# Sakti3 Perfecting Solid State Batteries



## EVDL Archive (Jul 26, 2007)

Technology could result in cutting in half cost of electric car batteries.

More...


----------



## PhantomPholly (Aug 20, 2008)

I'm noticing that more and more of our news bot hits are pointing to the MIT Technology Review site...


----------



## tomofreno (Mar 3, 2009)

This lady has the correct focus. Sure hope she succeeds.

"The ultimate criterion is affordability, in a product that has the necessary performance."


----------



## Ingot (Feb 25, 2011)

And then GM will patent it, claim it as theirs, and sell it only in their vehicles.


----------



## Jason Lattimer (Dec 27, 2008)

Ingot said:


> And then GM will patent it, claim it as theirs, and sell it only in their vehicles.


NO no you forgot.........GM will not put it in their car, they will sell it to Chevron or another oil company and claim it was too expensive to produce, then sit on it.


----------



## david85 (Nov 12, 2007)

Not that I would defend what happened to the NiMH battery and the impact/EV1, but in fairness nickel is still a fairly expensive and heavy element.

The supplier in china that sold me my LiFePO4 battery does (or did last I checked) sell prismatic NiMH batteries but they were about double the price. They even carried nickel iron batteries too.
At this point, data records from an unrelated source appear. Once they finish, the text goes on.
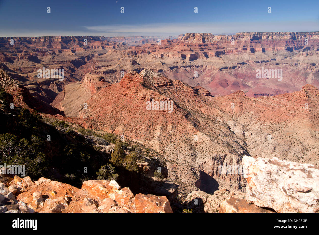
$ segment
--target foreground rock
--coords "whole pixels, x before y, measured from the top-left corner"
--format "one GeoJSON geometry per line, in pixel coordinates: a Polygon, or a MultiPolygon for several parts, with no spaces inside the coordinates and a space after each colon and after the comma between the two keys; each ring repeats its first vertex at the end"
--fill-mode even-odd
{"type": "Polygon", "coordinates": [[[319,169],[277,158],[242,159],[246,199],[278,213],[319,211],[319,169]]]}
{"type": "Polygon", "coordinates": [[[2,180],[4,177],[0,176],[1,212],[173,213],[166,197],[134,196],[129,188],[121,188],[114,180],[88,180],[80,189],[43,177],[34,182],[28,177],[6,178],[2,180]]]}
{"type": "Polygon", "coordinates": [[[219,213],[273,213],[248,203],[245,199],[230,198],[220,203],[219,213]]]}

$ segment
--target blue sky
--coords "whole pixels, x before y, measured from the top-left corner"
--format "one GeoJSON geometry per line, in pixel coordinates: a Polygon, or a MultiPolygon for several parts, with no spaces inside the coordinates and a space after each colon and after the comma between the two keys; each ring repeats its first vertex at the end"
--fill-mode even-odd
{"type": "Polygon", "coordinates": [[[0,36],[319,31],[318,10],[318,0],[0,0],[0,36]]]}

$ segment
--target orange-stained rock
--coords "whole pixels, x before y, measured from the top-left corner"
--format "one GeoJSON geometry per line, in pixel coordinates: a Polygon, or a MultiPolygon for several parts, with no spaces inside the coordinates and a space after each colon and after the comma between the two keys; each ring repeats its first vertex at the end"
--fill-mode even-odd
{"type": "MultiPolygon", "coordinates": [[[[3,178],[0,176],[0,182],[7,182],[3,178]]],[[[16,199],[20,201],[21,208],[17,212],[173,213],[166,197],[139,194],[134,197],[129,188],[121,189],[113,180],[88,180],[83,182],[81,189],[43,177],[33,183],[30,177],[15,176],[13,180],[6,183],[7,185],[1,184],[0,186],[4,189],[3,191],[8,194],[7,197],[12,200],[16,197],[6,186],[13,192],[17,190],[16,199]],[[19,189],[23,190],[19,191],[19,189]]],[[[12,206],[8,206],[4,209],[10,211],[12,206]]]]}
{"type": "Polygon", "coordinates": [[[173,213],[168,200],[166,197],[159,197],[142,193],[134,198],[137,213],[173,213]]]}
{"type": "Polygon", "coordinates": [[[274,213],[248,203],[245,199],[230,198],[220,203],[219,213],[274,213]]]}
This might be assuming too much, but after all thats happened I could say that the plan to quash nickel based batteries sort of backfired because it pushed development toward other chemistries like lithium which was still in its infancy back then. Now that the chinese have their own patents on several versions of lithium batteries, its unlikely that they could ever be stopped.


----------